Saturday, March 15, 2014

Redeployment by Phil Klay


The veteran says, "You weren't there. You'll never know." The civilian says, "I can't even imagine what you went through." And thus is the universal divide between those who served and those who didn't. Not just Iraq. Any war.


Phil Klay has made an honest and valiant effort in Redeployment with 12 short stories of the Iraq war. These are not told in some attempt to justify or condemn the morality of the war. As Tim O'Brien said in "How to Tell a True War Story," if a war story seems moral, don't believe it. 

Klay lays bare some truths behind this war that we civilians will never get from movies like the 2013 Lone Survivor. Through unconnected stories, he tells us about the how the war affects those who were going, were there, those who (attempt to) return home, and some civilians. 

If you aren't grabbed by the first sentence ("We shot dogs.") and paragraph, you might as well put it down. Don't kid yourself, you won't be interested. This isn't a pro-war or anti-war book. Klay attempts to pull back the curtain on consequences any normal civilian either wouldn't care about or couldn't be bothered with. 
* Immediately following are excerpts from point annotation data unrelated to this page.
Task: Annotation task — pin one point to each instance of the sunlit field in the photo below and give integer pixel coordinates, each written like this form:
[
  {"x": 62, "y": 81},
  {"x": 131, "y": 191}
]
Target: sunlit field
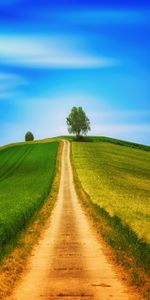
[
  {"x": 26, "y": 176},
  {"x": 117, "y": 178}
]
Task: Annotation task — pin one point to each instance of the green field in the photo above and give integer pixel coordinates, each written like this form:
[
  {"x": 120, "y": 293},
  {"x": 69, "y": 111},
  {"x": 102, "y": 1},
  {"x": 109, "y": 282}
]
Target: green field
[
  {"x": 117, "y": 178},
  {"x": 26, "y": 176}
]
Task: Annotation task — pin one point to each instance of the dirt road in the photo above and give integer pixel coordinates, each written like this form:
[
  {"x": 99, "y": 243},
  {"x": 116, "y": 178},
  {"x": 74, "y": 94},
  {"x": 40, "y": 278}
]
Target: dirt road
[{"x": 68, "y": 262}]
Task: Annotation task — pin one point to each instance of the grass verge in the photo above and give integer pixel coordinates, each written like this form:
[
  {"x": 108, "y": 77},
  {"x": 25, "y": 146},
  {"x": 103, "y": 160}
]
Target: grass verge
[
  {"x": 129, "y": 253},
  {"x": 13, "y": 265}
]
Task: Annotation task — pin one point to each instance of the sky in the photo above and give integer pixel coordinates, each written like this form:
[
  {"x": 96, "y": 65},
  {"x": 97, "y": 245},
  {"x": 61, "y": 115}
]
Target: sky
[{"x": 58, "y": 54}]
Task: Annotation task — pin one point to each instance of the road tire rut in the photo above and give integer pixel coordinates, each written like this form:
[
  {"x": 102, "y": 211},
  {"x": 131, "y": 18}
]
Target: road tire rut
[{"x": 69, "y": 262}]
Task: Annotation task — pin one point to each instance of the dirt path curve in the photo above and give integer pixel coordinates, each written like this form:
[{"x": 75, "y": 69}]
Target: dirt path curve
[{"x": 69, "y": 263}]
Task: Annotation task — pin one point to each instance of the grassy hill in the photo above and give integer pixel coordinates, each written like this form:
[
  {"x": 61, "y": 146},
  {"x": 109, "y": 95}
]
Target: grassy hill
[
  {"x": 26, "y": 175},
  {"x": 115, "y": 178}
]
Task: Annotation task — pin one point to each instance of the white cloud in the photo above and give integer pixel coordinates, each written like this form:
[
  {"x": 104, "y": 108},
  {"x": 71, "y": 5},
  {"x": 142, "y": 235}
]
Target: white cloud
[{"x": 48, "y": 52}]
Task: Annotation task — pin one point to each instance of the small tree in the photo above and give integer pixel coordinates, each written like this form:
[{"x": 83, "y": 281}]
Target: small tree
[
  {"x": 29, "y": 136},
  {"x": 78, "y": 122}
]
The dog lover. The PRP unit (personnel retrieval & processing. DoD-speak for the mortuary). The Chaplain. The guy taking the 'blame' for killing a kid so the real shooter can try to wash away his guilt. IED survivors. The foreign service officer in reconstruction whose efforts are stonewalled until he can teach Iraqis baseball, the returnee attending a snooty New England liberal arts college, a soldier's first kill.

Klay explores each in a compact (290 pages) no-nonsense way, making no attempt to validate  or damn any actions or outcomes. He delivers fictionalized reports on what the war did and does to those who served.

No, we never will know. But we certainly should make an attempt. I think, in the end, we will wonder why every returnee doesn't have some level of PTSD.